China Urges Food Companies to Boost Supplies
- The Ministry of Commerce has asked trading firms and food processors to increase inventories of grains and oilseeds.
- A possible second wave of coronavirus cases and worsening infection rates elsewhere raise concerns about global supply lines.
- One of the main concerns is how the epidemic in South America might impact supplies of soybeans to China.
- China's state-owned agriculture conglomerate COFCO and grain stockpiler Sinograin have increased buying.
FBN’s Take On What It Means: China remains under pressure to buy more US agricultural products under the Phase 1 trade deal. US officials stated that the deal was not falling apart despite the administration’s unhappiness with China's handling of the coronavirus outbreak. Chinese buyers have accelerated new crop soybean purchases, booking 374,000 tonnes, compared with an average of 60,000 tonnes for this period since 2016. US beans are competitive from September onwards, and FBN would expect prices to be supported as China steps up purchases.
NOPA Reports Record Soybean Crush for April
- NOPA members processed 171.8 million bushels of soybeans last month compared to the previous April high of 161 million in 2018.
- Soybean crush fell 5.3% from an all-time record in March, but was still above market expectations for the fifth month in a row.

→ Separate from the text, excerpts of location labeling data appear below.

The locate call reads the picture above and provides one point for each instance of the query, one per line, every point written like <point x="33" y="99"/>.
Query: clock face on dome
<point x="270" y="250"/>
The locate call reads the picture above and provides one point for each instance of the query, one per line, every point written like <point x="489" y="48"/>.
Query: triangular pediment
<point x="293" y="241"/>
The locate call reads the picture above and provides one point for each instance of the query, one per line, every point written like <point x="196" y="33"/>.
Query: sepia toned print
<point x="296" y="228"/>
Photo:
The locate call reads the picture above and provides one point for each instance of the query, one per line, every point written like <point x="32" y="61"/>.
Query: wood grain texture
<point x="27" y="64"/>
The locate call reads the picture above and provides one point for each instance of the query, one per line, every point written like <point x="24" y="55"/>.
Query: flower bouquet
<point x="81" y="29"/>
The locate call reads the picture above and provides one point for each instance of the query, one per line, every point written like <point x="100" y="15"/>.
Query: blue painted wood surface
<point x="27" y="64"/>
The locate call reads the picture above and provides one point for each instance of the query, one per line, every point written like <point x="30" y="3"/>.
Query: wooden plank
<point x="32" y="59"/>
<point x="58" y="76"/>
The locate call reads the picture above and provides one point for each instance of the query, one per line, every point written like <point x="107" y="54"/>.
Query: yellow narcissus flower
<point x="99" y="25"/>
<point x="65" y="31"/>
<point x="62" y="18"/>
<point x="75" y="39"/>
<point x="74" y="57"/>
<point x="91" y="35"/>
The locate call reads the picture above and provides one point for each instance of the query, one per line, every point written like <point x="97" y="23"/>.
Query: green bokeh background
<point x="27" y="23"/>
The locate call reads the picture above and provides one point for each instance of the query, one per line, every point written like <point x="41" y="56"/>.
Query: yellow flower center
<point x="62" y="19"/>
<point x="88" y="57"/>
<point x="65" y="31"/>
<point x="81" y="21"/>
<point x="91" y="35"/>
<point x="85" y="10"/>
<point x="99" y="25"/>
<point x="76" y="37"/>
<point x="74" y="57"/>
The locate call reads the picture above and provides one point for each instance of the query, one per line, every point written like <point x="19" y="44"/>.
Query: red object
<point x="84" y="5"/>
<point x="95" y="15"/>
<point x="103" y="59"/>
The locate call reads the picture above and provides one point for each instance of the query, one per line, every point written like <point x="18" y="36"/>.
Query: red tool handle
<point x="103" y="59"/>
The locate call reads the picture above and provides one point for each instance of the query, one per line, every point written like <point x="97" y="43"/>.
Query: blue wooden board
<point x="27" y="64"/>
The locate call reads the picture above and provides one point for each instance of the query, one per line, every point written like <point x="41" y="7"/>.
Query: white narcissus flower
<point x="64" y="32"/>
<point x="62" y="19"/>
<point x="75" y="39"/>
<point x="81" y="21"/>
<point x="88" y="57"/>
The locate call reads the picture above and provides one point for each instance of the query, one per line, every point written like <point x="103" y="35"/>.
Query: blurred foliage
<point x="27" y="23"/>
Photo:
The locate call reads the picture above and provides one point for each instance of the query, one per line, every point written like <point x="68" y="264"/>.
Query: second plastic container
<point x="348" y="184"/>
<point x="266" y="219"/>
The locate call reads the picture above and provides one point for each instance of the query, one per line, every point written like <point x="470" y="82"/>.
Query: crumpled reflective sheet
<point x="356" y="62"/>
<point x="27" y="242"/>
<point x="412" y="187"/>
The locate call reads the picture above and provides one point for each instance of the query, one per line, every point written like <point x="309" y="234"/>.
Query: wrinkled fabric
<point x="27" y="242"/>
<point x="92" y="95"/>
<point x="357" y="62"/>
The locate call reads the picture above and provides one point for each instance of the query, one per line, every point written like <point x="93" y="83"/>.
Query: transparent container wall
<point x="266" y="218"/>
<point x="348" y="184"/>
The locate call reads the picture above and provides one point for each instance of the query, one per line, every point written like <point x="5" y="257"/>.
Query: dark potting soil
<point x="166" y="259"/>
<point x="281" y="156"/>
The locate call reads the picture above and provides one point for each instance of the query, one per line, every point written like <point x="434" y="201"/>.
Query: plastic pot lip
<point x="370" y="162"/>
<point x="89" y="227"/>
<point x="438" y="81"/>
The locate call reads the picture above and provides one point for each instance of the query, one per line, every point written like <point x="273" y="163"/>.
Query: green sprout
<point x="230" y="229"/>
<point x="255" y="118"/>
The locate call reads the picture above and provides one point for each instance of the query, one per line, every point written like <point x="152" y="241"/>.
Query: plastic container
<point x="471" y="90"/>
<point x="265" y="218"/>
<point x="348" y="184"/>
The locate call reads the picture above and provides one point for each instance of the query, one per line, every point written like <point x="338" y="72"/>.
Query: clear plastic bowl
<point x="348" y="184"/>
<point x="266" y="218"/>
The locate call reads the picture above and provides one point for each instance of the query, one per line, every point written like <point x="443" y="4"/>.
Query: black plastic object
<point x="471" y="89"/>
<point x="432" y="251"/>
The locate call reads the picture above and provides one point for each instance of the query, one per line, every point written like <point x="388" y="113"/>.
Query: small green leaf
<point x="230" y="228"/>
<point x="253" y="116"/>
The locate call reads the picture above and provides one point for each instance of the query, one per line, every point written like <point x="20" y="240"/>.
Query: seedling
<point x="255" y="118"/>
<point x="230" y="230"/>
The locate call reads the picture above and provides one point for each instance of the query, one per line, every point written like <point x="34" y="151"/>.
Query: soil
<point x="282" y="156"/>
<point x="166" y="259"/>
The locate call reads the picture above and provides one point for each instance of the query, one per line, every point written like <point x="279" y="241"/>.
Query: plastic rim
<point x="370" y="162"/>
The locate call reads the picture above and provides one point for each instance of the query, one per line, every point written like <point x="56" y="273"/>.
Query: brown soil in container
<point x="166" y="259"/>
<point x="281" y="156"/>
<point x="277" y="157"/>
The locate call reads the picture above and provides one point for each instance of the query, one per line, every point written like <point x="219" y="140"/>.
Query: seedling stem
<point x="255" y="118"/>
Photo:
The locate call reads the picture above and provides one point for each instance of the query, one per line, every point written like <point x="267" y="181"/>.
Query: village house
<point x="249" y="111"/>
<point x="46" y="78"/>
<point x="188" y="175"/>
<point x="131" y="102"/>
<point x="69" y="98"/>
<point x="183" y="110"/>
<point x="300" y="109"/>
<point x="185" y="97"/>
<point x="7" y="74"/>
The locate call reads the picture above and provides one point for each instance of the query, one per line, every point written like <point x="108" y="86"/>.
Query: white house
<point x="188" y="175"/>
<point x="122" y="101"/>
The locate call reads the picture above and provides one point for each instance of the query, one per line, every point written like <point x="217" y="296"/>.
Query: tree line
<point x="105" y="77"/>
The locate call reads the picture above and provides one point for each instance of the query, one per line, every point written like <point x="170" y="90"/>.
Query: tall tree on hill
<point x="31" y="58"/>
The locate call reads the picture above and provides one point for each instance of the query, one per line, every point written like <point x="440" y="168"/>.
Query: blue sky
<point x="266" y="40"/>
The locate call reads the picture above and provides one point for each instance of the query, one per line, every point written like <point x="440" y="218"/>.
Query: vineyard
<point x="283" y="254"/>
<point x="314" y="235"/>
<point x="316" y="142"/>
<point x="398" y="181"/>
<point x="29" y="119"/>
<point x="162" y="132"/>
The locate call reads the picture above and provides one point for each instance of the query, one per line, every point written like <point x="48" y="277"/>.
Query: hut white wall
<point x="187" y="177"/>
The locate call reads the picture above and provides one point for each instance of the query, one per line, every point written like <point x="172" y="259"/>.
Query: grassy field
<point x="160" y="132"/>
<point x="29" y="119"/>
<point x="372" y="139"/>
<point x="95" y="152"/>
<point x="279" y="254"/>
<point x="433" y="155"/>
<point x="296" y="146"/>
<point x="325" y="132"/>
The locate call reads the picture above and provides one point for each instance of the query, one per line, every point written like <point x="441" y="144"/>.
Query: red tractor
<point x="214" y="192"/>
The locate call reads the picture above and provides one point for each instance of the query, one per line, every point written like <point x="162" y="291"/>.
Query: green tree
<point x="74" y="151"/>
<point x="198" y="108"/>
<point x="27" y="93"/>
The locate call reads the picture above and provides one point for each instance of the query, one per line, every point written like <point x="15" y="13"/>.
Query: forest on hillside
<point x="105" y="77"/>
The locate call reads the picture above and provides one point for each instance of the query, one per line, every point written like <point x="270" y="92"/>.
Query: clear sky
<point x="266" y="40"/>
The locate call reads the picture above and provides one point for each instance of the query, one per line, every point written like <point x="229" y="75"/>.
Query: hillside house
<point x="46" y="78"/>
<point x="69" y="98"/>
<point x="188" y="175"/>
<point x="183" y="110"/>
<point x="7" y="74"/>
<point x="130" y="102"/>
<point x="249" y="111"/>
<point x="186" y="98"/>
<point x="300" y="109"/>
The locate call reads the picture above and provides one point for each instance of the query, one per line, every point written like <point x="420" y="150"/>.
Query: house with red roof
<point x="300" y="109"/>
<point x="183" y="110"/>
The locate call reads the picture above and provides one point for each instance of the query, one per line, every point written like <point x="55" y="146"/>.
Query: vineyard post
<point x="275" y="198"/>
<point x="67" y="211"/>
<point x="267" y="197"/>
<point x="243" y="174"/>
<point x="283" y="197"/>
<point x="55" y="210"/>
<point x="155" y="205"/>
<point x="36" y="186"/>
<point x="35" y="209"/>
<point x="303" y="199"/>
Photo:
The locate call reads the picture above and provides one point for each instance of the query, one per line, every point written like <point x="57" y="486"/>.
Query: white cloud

- Soymeal exports in April fell to 891,000 tonnes from 973,700 in March, but were above the 763,000 shipped last year.
- Soyoil stocks stood at 2.111 billion pounds, up from 1.899 billion pounds at the end of March and were 18% higher than a year earlier.
FBN’s Take On What It Means: The soybean crush rate continues to outpace analysts’ expectations. Seasonally, processing pulls back into August before new supplies become available at harvest. Given the large old crop stocks forecast from USDA, it appears the agency’s projection is reachable. Processors will need to continue at an elevated rate, though relatively lower crush margins remain a concern.